In general, the Fund reports, trade policy uncertainty reduces investment and GDP, but expands unemployment. It could also motivate exchange rate depreciation via higher risk premium. If higher trade policy uncertainty is rolling out negative economic effects in the short run, the Fund is equally concerned with the long-term impact. The earlier US-China trade hostilities and lately, the Russia-Ukraine conflict have sent waves of trade policy uncertainty.
An illustrative sharp fragmentation scenario was assumed in which the world divides into separate trading blocs and in the process generates large, permanent output losses. The hit on Asia is expected to be largest, and most severe, given its big role in global manufacturing and trade. The resulting reduction in productivity is enough to shave off 3.3 percentage points from regional output. Admittedly, total losses could be higher due to the impact on investment as exporters lose their markets.
As expected, the Fund’s advice is to encourage greater international cooperation to roll back trade restrictions, avoid policy uncertainty and invariably foster open and stable global and regional trade.
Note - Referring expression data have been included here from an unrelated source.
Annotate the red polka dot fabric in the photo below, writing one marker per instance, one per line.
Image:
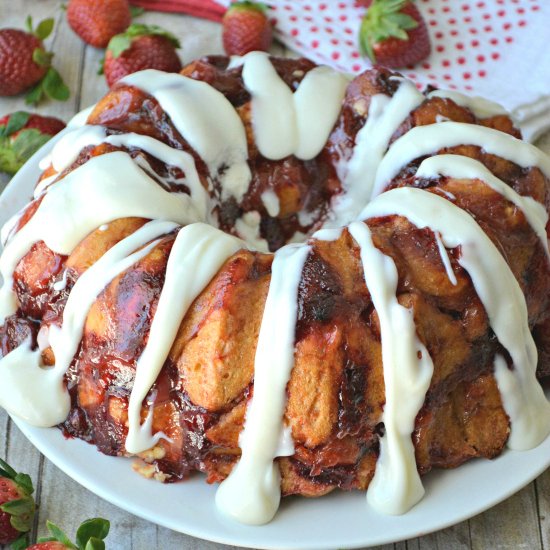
(499, 49)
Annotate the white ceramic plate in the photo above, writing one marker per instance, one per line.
(334, 521)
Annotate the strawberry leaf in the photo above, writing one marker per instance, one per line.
(59, 535)
(7, 470)
(27, 143)
(248, 5)
(383, 20)
(20, 543)
(42, 57)
(9, 163)
(95, 544)
(35, 95)
(96, 528)
(122, 42)
(54, 87)
(44, 29)
(16, 121)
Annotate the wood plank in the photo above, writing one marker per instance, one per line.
(542, 485)
(512, 525)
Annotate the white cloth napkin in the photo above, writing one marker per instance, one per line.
(498, 49)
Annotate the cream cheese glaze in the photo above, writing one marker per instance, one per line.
(251, 493)
(408, 369)
(284, 123)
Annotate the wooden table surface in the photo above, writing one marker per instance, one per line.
(521, 522)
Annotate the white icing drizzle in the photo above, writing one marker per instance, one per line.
(206, 120)
(445, 259)
(524, 403)
(42, 185)
(421, 141)
(271, 202)
(37, 395)
(251, 493)
(87, 197)
(198, 253)
(384, 118)
(460, 167)
(113, 186)
(481, 259)
(287, 123)
(46, 401)
(481, 107)
(408, 369)
(68, 148)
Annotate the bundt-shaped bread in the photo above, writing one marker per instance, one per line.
(405, 334)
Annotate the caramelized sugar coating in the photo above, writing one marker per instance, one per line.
(336, 390)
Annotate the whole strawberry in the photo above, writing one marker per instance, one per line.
(90, 536)
(141, 47)
(21, 135)
(393, 33)
(97, 21)
(24, 62)
(16, 506)
(246, 28)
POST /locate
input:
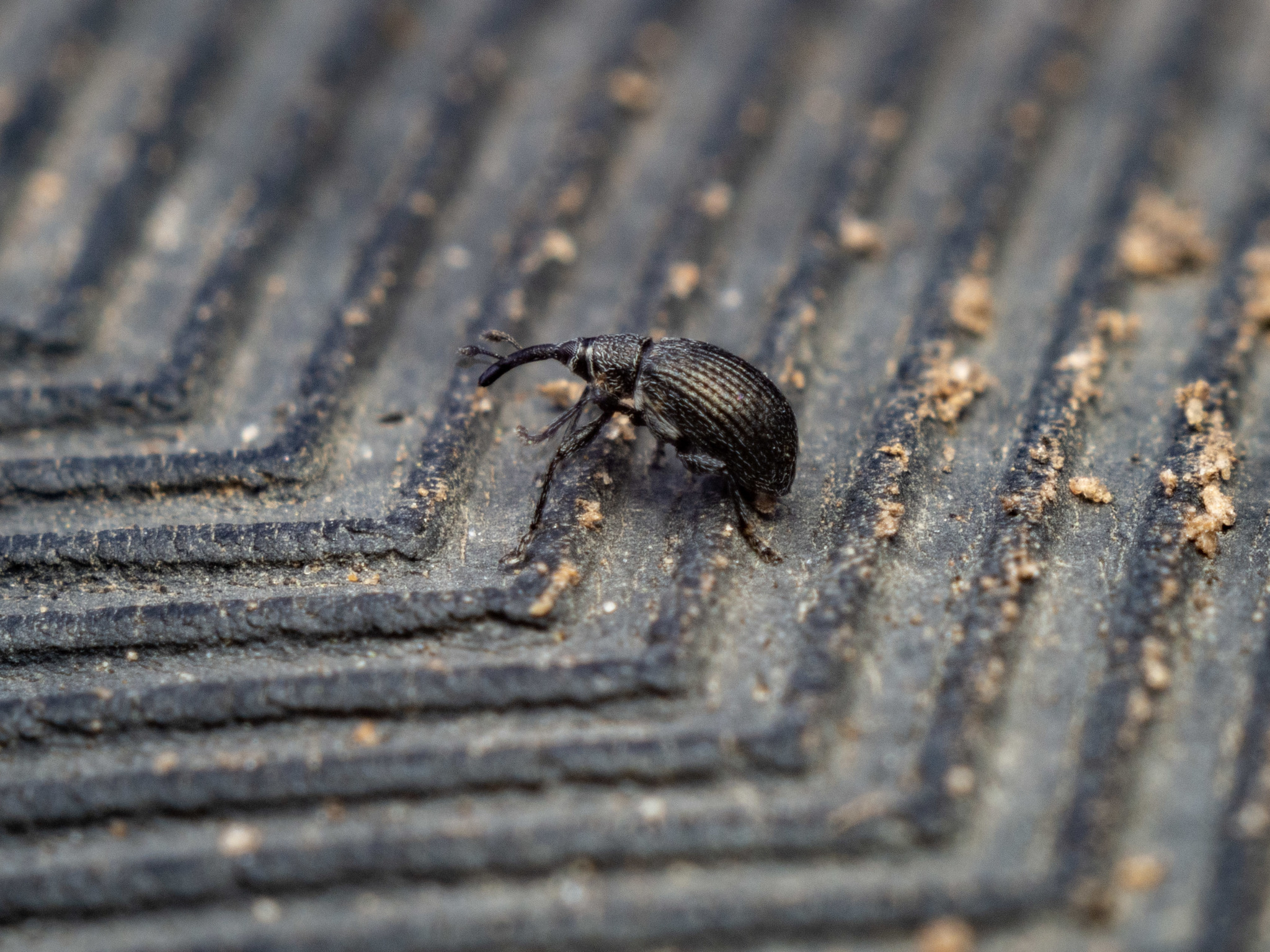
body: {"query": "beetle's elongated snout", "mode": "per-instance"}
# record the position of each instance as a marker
(539, 352)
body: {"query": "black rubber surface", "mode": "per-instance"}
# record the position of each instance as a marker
(265, 684)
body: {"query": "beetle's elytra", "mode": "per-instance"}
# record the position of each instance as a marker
(722, 414)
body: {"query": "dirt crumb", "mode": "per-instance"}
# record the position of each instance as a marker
(1192, 399)
(1202, 528)
(1141, 874)
(682, 280)
(716, 200)
(588, 514)
(949, 386)
(562, 578)
(563, 392)
(621, 428)
(970, 305)
(1162, 239)
(1256, 288)
(633, 89)
(1155, 664)
(1118, 327)
(897, 451)
(888, 519)
(948, 935)
(239, 839)
(1086, 363)
(366, 735)
(791, 375)
(1090, 488)
(859, 236)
But the story does not end there.
Trade fragmentation may be aggravated by financial fragmentation. There are early signs including capital flow measures imposed by several countries in the aftermath of the pandemic. In particular, some restrictions on foreign direct investment inflows have been most obvious. It would definitely hurt Asia, and the Philippines, too when we see foreign firms doing more “reshoring,” “nearshoring,” and “onshoring.”
Thus, an early accession of the Philippines to RCEP can be a good countervailing move against these observed signs of both trade and financial fragmentation. Given the country’s large external trade to GDP ratio of more than 60%, RCEP can keep our growth engine firing on all cylinders.
There is no time to lose.
Diwa C. Guinigundo is the former deputy governor for the Monetary and Economics Sector, the Bangko Sentral ng Pilipinas (BSP). He served the BSP for 41 years. In 2001-2003, he was alternate executive director at the International Monetary Fund in Washington, DC. He is the senior pastor of the Fullness of Christ International Ministries in Mandaluyong.